Deep listening is a scarce commodity in the 21st century, and our socially conditioned conversational “contests” are creating a mounting level of discord. “The US government has shut down for lack of listening ‘across the aisle,’” Rita notes. “The failure of listening has achieved the status of the surreal—what one doesn’t want to believe becomes ‘fake news.’ Do we not feel closer to conflagration than ever? At the same time, individual isolation and loneliness are increasing, whether because virtual relationships are substituting for real ones or because of other social forces underway. The rise in suicide rates and substance addiction is trying to tell us something.”

According to Rita and other thought leaders, healing what divides us requires radical listening, which she defines as “the generous and humble listening possible when listeners choose to free themselves, even temporarily, of their prejudices, biases, assumptions, and opinions about the matter being discussed. Radical listening is the kind of listening that allows listeners to accept what tellers tell as having credibility—even if the tale is alien, foreign, or rubs against the listeners’ own positions.”

Radical listening can occur on the world stage—international diplomacy, high-stakes political discourse—or it can be used to temper white supremacy in communities or male supremacy in corporations. It’s equally effective on smaller stages between doctor and patient, supervisor and employee, parent and child, husband and wife, or even between friends.

How is it done? By helping people to identify their own implicit and explicit biases and by learning to develop, as Rita explains, “the patience not to interrupt, not to demand to hear the story you want to hear, but instead to provide vessels of listening for whatever tellers choose to tell. Radical listening allows for an egality between teller and listener that gives voice to the tale.” By subduing our opinions or retorts while listening to people with whom we disagree, Rita says, we become able to hear things we otherwise would not.

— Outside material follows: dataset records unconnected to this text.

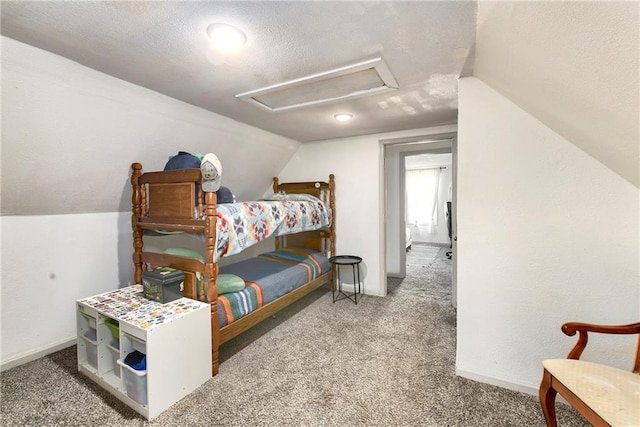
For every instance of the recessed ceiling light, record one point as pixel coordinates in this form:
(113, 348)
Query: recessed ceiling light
(226, 37)
(343, 117)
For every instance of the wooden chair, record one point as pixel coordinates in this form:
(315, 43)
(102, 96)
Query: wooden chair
(604, 395)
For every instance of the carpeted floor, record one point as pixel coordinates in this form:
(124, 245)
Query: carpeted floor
(384, 362)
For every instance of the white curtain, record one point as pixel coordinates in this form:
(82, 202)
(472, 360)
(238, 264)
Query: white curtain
(421, 186)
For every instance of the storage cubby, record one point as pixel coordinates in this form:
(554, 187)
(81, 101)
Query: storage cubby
(174, 337)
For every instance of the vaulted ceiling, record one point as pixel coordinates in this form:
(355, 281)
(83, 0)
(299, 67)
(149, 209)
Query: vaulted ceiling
(164, 46)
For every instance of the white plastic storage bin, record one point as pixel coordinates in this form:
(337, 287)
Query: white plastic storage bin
(136, 383)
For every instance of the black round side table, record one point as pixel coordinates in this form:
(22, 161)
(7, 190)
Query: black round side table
(346, 260)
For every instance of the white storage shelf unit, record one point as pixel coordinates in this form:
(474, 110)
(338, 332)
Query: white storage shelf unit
(175, 337)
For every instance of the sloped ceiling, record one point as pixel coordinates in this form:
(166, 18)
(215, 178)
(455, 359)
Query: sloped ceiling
(163, 46)
(573, 66)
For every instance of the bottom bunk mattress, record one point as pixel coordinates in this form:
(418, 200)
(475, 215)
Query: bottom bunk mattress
(268, 277)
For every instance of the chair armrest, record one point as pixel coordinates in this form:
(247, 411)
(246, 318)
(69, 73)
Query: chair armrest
(571, 328)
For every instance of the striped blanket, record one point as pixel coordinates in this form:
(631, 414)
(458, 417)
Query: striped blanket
(268, 277)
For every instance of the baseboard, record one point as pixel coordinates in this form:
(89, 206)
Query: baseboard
(23, 358)
(523, 388)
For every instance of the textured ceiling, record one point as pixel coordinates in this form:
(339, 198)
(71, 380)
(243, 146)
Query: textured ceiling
(163, 46)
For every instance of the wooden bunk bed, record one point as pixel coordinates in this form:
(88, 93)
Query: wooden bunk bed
(172, 201)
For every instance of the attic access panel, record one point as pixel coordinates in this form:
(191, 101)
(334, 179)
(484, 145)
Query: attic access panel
(360, 79)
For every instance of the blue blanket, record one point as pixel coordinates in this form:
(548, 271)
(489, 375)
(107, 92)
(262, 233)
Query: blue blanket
(268, 277)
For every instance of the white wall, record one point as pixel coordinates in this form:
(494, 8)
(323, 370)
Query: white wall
(546, 235)
(574, 66)
(69, 136)
(49, 262)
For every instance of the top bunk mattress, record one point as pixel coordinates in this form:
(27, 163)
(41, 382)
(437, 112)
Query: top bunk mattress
(242, 225)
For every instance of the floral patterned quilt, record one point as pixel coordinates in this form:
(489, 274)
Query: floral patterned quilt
(240, 225)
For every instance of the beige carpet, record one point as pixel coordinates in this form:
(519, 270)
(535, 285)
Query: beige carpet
(385, 362)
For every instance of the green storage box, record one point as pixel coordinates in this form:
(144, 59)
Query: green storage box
(162, 284)
(114, 327)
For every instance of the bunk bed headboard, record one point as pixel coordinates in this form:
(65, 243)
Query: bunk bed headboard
(321, 240)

When we listen without defensiveness but with curiosity, when we bring an air of openness and acceptance to conversations rather than an attachment to our agenda and a need to change the speaker’s mind, we can create an atmosphere that promotes healing. “Radical listening frees us all from the prisons of our own positions,” Rita says. “It can make permeable the membranes that separate polarized groups from one another, and it’s a way to make comprehensible an opposing position—not to change the position of the listener, but to come to hear the rationale that leads to the opposing position.”

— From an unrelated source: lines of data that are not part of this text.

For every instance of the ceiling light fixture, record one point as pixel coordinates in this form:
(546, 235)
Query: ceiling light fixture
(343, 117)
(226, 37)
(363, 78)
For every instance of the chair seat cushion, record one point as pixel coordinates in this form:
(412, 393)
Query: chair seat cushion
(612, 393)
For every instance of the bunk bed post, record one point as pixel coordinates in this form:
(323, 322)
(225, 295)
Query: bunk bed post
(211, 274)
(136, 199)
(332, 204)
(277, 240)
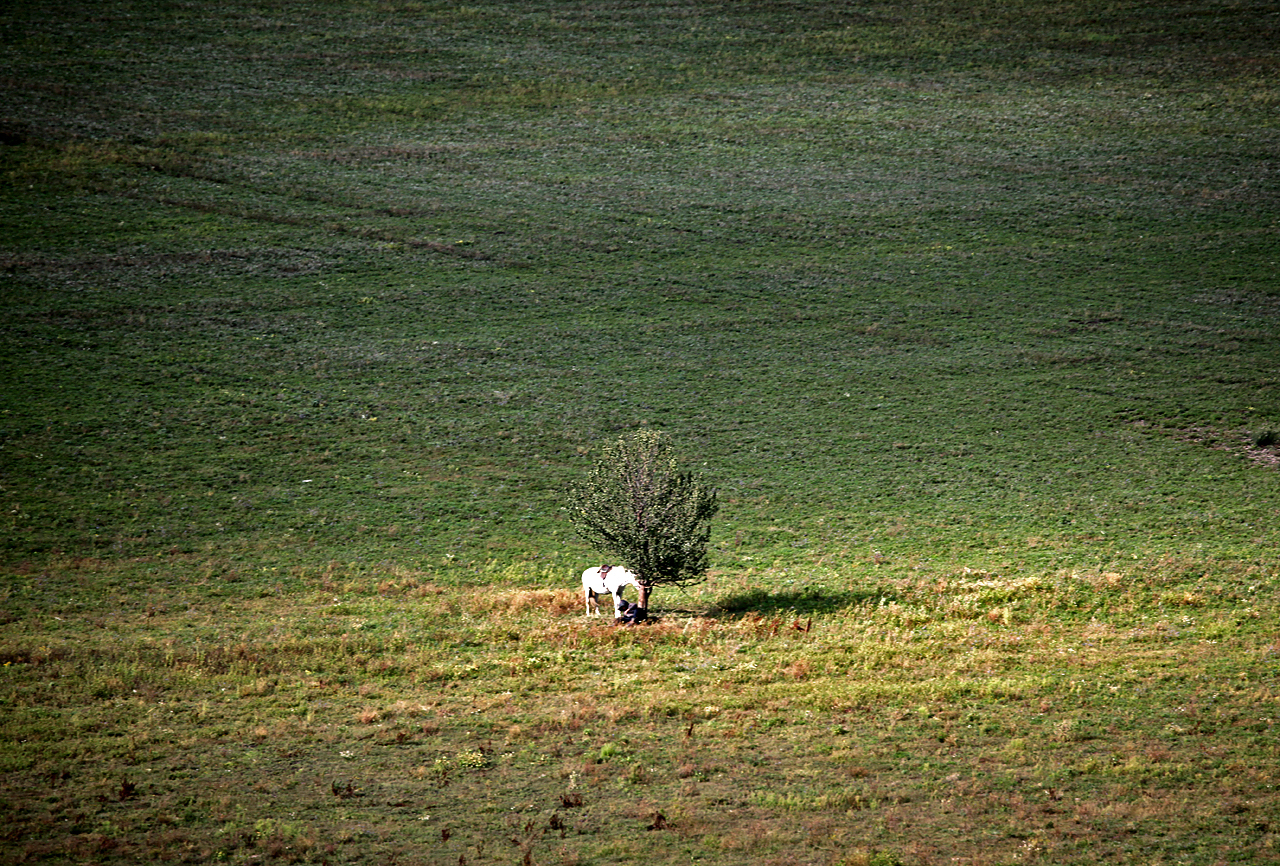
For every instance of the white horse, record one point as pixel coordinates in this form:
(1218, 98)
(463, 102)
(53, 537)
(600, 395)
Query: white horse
(607, 580)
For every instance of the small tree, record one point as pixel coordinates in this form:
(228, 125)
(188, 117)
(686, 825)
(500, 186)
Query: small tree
(639, 509)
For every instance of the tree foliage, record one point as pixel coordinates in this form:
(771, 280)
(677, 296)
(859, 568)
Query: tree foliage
(640, 511)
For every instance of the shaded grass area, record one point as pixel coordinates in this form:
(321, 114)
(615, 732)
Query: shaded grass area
(310, 311)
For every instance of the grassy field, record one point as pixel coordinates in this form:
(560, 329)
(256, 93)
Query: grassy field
(311, 310)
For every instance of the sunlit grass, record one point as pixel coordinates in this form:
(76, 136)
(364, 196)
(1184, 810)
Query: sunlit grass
(312, 311)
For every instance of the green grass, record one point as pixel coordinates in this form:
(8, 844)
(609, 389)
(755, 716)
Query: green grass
(311, 310)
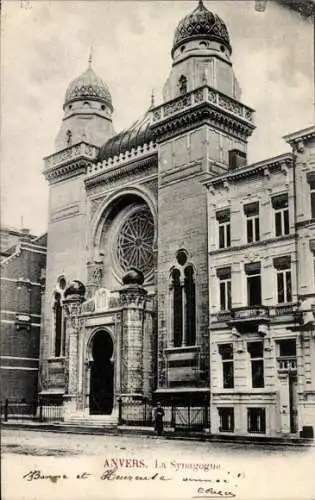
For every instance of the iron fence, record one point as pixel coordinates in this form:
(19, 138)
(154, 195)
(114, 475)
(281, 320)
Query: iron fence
(177, 416)
(135, 413)
(187, 418)
(36, 410)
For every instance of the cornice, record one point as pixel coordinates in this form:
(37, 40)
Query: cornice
(65, 171)
(300, 136)
(119, 171)
(278, 163)
(203, 105)
(71, 161)
(201, 115)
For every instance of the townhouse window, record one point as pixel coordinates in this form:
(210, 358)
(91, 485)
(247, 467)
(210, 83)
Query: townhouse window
(226, 352)
(256, 351)
(284, 279)
(251, 211)
(226, 416)
(281, 214)
(252, 271)
(256, 420)
(224, 277)
(190, 305)
(287, 348)
(224, 228)
(183, 290)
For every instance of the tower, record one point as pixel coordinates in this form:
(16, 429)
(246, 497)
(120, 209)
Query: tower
(86, 124)
(199, 128)
(87, 111)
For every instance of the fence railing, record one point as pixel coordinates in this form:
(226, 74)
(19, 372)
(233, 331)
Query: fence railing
(36, 410)
(177, 417)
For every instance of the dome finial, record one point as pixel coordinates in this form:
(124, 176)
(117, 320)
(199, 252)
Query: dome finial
(152, 99)
(90, 56)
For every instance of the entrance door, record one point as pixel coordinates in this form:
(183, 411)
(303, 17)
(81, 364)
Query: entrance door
(101, 375)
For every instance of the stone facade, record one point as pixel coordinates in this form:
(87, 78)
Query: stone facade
(271, 353)
(22, 286)
(152, 199)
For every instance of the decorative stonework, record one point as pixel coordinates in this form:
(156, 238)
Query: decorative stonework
(200, 24)
(88, 86)
(134, 245)
(204, 94)
(95, 276)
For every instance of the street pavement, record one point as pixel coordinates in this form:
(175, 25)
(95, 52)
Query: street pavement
(49, 465)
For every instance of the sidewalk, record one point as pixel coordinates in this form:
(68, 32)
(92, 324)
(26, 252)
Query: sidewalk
(150, 433)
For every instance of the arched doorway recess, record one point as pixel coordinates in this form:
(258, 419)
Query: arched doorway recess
(101, 374)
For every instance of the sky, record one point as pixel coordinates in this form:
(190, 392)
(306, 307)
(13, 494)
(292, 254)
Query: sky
(46, 44)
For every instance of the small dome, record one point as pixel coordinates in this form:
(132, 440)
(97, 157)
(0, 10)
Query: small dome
(138, 134)
(201, 23)
(88, 86)
(133, 277)
(75, 288)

For speakers, being radically listened to can be just as transformative. “So very delicate and powerful are the stories within each of us,” Rita continues, “and it’s so rare that we come to be able to express them without fear of ridicule, attack, or disbelief.” When we can, she says, we receive the gift of being able to hear and better understand ourselves.

From a global perspective, the implications of radical listening are as profound as they are poignant. “It reduces the chasms between people who hold opposing positions on matters of political, spiritual, intellectual, and national importance,” Rita says. “It makes possible the bridging of the polarities that now threaten not just human understanding and peace but survival.”